The new suite was developed by Alibaba’s AI research division, Tongyi Lab, and has already begun pilot testing with selected enterprise clients of Alibaba Cloud. The Qwen Robot Suite is structured around three interconnected components: Qwen-RobotNav, which combines vision and language to enable robots to navigate physical spaces; Qwen-RobotWorld, a video-based “world model” that allows robots to simulate and anticipate changes in their environment before taking action; and Qwen-RobotManip, a generalist vision-language-action model responsible for executing physical tasks.
Qwen-RobotManip, trained on more than 38,000 hours of open-source data, demonstrated strong performance in the recent RoboChallenge real-robot benchmark, achieving a process score of 59.83 and completing 45% of tasks successfully, according to Alibaba.
The launch marks a strategic shift for Alibaba’s Qwen AI brand, which until now has been primarily associated with large language and multimodal models designed to compete with global firms such as OpenAI and Google, as well as Chinese competitors including DeepSeek and ByteDance.
The development comes amid a broader industry push toward embodied intelligence, which is increasingly regarded as a crucial next step in AI evolution. Major US technology companies, including Google DeepMind and Nvidia, are investing heavily in robotics-focused AI platforms, while well-funded startups like Physical Intelligence, Skild AI, and Figure AI are racing to develop versatile robotic control systems.
In China, the robotics industry benefits from robust hardware manufacturing capabilities stemming from an extensive supply chain and cost-effective production. Chinese technology firms are now intensifying efforts to build sophisticated software intelligence for autonomous decision-making. Alongside Alibaba’s Qwen models, notable players in the sector include Tencent’s HY-Embodied and robotics firms such as Unitree, AgiBot, UBTech, Galbot, Spirit AI, and GigaAI. Additionally, electric vehicle manufacturers like Xpeng and Xiaomi are leveraging autonomous driving and manufacturing expertise to create physical AI applications.
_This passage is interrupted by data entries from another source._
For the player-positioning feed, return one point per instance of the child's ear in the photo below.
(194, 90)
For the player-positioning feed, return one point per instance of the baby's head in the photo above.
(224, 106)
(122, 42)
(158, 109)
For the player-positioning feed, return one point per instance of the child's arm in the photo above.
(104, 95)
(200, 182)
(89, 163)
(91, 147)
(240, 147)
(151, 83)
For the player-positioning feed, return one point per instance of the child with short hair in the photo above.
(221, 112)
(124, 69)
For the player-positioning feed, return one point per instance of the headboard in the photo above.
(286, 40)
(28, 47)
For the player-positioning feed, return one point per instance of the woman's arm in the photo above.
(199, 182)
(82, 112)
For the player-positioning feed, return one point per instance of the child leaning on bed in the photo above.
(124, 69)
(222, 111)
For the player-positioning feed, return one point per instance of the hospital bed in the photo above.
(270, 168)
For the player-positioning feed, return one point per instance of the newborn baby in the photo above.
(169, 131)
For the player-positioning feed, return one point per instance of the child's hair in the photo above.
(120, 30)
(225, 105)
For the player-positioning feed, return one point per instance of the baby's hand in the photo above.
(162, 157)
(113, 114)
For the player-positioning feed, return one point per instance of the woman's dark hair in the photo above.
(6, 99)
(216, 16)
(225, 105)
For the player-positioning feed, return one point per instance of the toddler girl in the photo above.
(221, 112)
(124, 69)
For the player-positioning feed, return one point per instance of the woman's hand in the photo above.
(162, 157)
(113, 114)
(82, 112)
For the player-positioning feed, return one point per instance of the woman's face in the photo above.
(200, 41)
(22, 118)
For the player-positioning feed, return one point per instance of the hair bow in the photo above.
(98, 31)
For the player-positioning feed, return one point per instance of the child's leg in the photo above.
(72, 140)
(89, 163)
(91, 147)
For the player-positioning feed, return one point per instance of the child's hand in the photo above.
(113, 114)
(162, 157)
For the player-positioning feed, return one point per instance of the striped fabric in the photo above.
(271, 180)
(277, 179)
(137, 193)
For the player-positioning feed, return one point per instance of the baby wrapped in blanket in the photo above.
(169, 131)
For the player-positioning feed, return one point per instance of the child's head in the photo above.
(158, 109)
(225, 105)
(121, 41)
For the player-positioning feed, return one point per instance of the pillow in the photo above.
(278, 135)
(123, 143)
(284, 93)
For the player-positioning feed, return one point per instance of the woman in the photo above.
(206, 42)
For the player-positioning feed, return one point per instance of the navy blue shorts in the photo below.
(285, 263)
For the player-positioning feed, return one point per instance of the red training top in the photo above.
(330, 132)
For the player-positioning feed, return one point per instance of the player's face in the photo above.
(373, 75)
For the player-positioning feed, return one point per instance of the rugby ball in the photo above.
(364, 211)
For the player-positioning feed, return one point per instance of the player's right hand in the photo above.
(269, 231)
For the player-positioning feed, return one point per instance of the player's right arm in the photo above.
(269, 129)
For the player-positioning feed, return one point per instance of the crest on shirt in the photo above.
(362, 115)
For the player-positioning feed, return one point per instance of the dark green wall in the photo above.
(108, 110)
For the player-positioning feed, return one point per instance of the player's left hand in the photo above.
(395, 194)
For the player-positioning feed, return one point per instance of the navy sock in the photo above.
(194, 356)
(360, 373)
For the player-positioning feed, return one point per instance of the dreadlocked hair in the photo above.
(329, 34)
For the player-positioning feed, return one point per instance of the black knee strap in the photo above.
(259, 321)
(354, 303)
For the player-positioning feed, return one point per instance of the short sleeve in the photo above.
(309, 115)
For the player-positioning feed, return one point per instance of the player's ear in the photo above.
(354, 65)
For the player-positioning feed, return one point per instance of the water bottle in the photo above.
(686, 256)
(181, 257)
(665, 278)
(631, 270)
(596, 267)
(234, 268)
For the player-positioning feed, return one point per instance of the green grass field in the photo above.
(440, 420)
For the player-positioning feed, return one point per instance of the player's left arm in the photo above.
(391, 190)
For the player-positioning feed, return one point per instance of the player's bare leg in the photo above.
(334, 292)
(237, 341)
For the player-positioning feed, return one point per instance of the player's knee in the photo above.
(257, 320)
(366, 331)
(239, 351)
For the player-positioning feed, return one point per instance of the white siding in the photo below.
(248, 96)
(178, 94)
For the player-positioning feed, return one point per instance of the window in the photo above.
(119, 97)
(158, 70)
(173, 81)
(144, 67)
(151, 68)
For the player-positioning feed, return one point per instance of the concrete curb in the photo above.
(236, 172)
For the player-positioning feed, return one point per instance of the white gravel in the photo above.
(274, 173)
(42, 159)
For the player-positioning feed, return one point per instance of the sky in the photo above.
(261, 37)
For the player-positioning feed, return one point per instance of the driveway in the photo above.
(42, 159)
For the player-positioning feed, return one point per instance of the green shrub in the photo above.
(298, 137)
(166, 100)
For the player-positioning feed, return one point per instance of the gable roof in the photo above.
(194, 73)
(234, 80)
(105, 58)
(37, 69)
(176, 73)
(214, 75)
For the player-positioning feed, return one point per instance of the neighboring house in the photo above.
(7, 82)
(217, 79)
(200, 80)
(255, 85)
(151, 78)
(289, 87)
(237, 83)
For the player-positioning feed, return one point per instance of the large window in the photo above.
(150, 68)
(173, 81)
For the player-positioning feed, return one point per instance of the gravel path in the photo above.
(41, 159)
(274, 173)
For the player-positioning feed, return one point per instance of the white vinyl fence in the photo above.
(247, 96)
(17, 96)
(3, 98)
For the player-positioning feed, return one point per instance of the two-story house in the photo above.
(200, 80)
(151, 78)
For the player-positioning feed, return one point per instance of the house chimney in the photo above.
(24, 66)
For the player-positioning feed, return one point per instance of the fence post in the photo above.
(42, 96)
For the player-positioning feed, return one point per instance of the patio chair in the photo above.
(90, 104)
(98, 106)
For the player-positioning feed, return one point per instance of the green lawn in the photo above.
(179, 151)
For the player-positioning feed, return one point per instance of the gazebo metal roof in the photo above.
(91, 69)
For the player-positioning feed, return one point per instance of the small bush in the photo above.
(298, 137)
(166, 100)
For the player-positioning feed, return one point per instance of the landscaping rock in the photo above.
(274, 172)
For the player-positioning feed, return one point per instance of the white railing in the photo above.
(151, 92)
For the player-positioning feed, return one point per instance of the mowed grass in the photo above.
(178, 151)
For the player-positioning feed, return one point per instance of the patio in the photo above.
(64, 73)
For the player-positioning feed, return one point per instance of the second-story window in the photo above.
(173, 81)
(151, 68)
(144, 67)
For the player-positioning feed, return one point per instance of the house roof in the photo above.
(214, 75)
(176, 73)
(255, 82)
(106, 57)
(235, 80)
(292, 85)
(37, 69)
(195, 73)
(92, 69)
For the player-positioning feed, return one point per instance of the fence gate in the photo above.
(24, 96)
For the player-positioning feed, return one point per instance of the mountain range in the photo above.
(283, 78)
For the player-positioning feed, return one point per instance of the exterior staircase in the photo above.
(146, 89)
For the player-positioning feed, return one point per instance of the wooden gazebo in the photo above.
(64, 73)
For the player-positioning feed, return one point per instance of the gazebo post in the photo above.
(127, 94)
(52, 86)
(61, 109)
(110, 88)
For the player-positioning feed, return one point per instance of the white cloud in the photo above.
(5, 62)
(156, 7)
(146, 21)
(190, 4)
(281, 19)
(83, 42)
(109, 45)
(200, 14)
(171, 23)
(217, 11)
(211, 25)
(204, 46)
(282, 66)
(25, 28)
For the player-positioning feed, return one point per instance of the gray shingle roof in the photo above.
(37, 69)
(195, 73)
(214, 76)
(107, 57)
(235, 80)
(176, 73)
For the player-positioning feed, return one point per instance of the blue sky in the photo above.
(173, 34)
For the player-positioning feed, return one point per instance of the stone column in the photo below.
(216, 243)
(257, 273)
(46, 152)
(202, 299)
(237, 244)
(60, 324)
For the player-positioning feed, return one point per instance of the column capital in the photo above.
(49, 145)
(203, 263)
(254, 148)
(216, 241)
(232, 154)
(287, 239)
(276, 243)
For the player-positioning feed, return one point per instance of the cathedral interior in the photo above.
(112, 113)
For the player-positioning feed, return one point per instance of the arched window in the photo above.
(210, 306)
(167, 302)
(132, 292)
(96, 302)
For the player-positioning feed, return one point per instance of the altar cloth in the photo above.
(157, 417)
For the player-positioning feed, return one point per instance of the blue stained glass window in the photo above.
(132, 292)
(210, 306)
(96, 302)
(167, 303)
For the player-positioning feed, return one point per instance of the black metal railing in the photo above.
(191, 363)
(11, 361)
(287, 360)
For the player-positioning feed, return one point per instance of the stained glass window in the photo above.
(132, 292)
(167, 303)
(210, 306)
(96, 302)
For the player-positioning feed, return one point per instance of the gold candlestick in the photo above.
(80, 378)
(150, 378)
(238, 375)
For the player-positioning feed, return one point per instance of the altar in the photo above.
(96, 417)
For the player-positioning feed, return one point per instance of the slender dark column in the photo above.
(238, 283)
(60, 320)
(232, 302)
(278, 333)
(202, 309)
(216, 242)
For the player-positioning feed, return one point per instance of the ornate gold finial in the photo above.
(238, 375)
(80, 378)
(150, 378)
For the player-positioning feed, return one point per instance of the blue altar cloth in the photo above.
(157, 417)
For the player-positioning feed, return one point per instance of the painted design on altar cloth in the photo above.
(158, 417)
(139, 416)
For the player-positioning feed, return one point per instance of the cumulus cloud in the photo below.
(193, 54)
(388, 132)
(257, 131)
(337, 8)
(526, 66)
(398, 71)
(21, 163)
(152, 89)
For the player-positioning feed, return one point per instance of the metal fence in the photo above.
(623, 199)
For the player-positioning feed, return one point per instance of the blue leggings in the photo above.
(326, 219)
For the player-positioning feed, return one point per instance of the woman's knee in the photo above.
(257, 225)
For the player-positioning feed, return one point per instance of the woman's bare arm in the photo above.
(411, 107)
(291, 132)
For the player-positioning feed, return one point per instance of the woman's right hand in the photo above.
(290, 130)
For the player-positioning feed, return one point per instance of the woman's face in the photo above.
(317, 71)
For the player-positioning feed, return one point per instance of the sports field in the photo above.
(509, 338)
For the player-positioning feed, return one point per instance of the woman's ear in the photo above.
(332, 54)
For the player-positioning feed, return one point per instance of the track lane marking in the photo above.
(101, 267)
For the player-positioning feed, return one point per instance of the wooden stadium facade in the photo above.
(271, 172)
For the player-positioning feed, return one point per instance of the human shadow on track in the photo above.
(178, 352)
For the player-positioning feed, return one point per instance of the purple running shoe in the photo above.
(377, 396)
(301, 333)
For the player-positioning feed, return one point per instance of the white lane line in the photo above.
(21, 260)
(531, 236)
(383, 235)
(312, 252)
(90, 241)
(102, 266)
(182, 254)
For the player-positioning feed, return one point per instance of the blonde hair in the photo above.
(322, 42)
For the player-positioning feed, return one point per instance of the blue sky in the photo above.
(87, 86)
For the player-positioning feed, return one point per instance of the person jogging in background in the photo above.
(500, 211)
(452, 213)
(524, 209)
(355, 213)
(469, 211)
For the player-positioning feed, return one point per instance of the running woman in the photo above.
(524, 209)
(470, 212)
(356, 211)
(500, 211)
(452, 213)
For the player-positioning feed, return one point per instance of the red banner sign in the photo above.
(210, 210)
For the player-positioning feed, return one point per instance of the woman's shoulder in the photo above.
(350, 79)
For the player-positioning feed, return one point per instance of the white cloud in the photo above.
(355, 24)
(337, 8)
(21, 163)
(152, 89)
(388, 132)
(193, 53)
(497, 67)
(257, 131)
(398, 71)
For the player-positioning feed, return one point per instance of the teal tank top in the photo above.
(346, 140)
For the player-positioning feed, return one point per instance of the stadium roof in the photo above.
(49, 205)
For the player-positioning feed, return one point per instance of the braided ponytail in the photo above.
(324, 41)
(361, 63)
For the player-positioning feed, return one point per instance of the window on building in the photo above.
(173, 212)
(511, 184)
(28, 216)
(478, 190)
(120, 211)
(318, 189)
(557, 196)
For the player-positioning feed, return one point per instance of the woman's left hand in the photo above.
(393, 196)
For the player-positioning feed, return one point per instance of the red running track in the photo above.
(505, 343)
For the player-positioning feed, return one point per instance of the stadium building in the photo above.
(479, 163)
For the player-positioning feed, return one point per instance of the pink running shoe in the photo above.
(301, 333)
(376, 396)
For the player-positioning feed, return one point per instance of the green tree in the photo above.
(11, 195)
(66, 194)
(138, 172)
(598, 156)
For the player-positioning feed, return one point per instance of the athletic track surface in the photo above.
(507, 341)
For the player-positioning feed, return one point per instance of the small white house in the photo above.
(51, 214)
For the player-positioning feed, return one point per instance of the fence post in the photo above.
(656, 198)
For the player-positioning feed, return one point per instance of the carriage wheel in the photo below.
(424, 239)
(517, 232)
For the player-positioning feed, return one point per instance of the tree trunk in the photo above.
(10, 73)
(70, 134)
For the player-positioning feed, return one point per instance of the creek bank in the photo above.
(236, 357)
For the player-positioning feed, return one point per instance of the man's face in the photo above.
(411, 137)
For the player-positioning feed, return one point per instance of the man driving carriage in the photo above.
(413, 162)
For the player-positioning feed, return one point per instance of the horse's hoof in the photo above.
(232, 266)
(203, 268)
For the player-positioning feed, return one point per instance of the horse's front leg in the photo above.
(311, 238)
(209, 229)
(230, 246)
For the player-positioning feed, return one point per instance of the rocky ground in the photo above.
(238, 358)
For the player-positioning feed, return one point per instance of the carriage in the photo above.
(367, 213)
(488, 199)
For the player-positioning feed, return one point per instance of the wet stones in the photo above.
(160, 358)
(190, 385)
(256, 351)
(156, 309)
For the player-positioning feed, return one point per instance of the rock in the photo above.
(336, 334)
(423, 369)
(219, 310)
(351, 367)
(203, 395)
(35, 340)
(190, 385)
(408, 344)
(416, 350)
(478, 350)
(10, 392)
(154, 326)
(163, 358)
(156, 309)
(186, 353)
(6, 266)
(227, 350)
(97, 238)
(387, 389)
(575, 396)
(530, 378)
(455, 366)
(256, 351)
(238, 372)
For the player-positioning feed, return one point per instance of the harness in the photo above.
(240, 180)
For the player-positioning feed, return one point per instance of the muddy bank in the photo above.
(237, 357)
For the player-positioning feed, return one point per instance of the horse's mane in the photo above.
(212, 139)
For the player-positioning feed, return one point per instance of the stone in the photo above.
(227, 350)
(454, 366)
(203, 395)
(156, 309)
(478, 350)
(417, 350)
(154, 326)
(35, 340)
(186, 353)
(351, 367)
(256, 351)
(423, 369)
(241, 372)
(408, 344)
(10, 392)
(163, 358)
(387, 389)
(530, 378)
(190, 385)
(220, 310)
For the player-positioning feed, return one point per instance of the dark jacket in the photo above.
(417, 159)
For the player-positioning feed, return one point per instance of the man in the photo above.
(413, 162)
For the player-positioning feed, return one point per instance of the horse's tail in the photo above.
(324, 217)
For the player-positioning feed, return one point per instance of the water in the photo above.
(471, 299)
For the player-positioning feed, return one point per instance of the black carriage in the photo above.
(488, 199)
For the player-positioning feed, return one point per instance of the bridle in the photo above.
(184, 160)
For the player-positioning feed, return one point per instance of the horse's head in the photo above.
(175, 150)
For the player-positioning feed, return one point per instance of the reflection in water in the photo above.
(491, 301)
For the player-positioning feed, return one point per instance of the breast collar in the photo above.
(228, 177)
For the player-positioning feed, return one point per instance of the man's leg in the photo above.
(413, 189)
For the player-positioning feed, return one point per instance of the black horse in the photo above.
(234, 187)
The Chinese robotics market is also poised for growth through public offerings. Unitree, a prominent robotics company, has passed a key regulatory review for listing on the Shanghai Star Market, potentially stimulating investor interest in the sector’s second half. According to Morgan Stanley analyst Zhong Sheng, proceeds from these IPOs will primarily fund research and development focused on robot models, with a smaller portion allocated to expanding production capacity.